The Occupy Wall Street crowd fails to appreciate the considerable good that is done on the Street. The initial public offering of Groupon (NASDAQ:GRPN) should serve as a reminder of one of the system’s benefits.
I find the Occupy Wall Street crowd to be a bit disingenuous and misguided in their demonstrations. Oh, I get the frustration, believe me. Even within the financial industry there are many professionals dissatisfied with the state of their business. A few bad apples have tainted what should be viewed as a crown jewel of our capitalist system.
Think about all of the good that Wall Street has accomplished in both the public and private sector. For example, the funds provided by municipal bonds allow state and local governments to provide widely used and needed essential services. On the public side, the number of companies funded by Wall Street accelerated innovation and technology that created vast sums of wealth and more importantly jobs.

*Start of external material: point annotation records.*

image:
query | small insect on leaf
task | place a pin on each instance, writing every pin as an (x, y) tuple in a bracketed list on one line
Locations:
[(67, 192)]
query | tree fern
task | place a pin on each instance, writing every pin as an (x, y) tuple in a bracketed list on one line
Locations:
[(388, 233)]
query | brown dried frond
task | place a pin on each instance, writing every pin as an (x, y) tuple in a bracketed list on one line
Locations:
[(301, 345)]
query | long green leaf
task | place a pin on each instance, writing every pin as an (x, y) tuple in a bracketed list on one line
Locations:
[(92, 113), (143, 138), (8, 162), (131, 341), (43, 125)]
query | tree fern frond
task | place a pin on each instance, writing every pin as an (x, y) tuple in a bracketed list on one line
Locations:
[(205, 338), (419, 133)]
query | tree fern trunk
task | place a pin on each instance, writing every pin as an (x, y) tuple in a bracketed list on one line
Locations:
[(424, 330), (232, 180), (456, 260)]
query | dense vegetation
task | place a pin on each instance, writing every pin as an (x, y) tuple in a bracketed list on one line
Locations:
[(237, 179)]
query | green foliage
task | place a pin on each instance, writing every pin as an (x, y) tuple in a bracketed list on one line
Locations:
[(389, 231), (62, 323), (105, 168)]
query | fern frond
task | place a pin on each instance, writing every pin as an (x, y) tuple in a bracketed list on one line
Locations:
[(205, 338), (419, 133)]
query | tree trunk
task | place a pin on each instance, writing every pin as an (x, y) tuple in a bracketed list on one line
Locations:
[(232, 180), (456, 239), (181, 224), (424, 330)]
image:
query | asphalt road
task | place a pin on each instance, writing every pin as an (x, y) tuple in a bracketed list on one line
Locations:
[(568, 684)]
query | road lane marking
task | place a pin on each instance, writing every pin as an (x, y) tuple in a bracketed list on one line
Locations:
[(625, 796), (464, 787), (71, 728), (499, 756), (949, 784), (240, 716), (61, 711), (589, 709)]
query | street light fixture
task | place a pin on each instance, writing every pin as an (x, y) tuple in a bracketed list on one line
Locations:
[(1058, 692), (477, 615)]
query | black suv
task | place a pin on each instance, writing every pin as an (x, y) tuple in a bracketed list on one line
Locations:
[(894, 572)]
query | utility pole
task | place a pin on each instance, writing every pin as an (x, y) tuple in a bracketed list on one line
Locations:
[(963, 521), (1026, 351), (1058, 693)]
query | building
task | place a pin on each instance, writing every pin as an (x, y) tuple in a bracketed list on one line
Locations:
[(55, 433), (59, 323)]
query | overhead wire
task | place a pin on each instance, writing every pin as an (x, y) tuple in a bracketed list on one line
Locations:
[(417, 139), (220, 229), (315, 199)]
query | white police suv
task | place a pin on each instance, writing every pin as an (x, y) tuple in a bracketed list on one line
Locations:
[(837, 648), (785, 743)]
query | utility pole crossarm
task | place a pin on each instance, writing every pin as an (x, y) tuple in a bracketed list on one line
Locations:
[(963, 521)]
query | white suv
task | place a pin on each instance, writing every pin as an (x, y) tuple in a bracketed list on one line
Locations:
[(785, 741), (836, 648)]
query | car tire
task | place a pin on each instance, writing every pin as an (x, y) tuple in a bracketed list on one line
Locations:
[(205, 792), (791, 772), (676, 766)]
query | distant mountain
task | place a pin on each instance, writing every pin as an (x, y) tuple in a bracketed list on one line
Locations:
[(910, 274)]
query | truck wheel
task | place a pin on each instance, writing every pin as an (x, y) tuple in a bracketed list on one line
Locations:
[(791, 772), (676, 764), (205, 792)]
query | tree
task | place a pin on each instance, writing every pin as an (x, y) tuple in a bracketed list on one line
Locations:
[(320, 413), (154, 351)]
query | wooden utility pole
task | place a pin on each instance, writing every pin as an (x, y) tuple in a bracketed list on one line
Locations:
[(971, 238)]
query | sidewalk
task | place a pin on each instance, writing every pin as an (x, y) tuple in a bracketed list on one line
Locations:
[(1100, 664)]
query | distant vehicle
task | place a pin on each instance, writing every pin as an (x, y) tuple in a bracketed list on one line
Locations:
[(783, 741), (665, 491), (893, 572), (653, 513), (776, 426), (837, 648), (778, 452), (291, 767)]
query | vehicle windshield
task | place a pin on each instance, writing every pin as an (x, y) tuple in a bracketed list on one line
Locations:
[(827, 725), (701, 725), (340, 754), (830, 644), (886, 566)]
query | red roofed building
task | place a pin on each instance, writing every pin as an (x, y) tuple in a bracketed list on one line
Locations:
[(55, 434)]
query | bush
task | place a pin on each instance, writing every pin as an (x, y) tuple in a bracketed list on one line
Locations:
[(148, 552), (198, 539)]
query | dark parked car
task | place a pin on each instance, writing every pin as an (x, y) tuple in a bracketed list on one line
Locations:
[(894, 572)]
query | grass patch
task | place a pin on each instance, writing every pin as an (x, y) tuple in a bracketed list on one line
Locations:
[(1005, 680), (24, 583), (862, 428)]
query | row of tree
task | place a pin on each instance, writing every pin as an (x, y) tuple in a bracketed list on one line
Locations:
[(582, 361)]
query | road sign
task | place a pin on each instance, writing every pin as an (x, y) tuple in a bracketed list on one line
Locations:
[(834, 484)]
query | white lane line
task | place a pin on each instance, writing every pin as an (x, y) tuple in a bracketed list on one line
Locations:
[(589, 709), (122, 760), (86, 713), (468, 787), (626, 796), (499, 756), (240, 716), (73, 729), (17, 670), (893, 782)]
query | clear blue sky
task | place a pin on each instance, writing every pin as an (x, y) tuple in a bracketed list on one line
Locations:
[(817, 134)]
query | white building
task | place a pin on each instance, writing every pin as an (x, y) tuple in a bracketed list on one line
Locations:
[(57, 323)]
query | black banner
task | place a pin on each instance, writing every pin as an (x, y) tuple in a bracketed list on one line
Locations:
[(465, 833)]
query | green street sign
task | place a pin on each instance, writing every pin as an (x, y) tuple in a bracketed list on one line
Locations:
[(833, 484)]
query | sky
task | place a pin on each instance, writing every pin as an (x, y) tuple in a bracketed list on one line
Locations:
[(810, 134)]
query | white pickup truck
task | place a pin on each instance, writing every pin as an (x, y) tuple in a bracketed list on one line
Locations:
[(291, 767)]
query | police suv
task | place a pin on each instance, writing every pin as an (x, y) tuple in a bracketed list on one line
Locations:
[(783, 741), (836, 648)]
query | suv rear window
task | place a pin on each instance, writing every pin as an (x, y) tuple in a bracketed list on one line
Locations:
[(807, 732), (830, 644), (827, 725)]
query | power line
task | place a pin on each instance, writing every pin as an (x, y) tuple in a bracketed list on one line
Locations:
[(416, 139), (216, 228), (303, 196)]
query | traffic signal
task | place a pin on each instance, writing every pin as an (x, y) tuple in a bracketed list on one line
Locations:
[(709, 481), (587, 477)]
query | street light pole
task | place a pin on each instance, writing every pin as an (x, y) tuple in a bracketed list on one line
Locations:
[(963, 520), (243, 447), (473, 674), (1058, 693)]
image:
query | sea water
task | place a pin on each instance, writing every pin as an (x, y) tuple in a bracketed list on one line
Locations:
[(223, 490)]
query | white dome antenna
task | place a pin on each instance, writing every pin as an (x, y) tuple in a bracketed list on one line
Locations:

Are there problems with how Wall Street goes about its business? Sure, but nothing is perfect and our system of capitalism has far more benefits than disadvantages. Don’t begrudge those making money on Wall Street. They have earned it.
So instead of occupying Wall Street, put your money and efforts to better use — occupy these three Wall Street firms.
The cream of the crop on Wall Street has been struggling since the European debt crisis reared its ugly head this summer. Reflecting the difficult environment, shares of Goldman Sachs (NYSE:GS) are down 24% since the beginning of July.
Goldman Sachs reported an operating loss of 84 cents per share in the most recent quarter, missing estimates by a whopping 78 cents per share. The big miss has tempered enthusiasm for the fourth quarter — estimates now are at $2.86 per share for the period, as opposed to $4.61 projected 90 days ago.
Given the big run-up in stocks in October, look for Goldman to come closer to the $4.61 estimate. For the full year, the company is expected to make $6.17 per share. Analysts look for profits to double in 2012 to $13.79 per share. At current prices, Goldman trades for a paltry eight times next year’s earnings.
The stock is one to occupy today in advance of what I expect to be a very strong earnings quarter on a market more conducive to investment banking.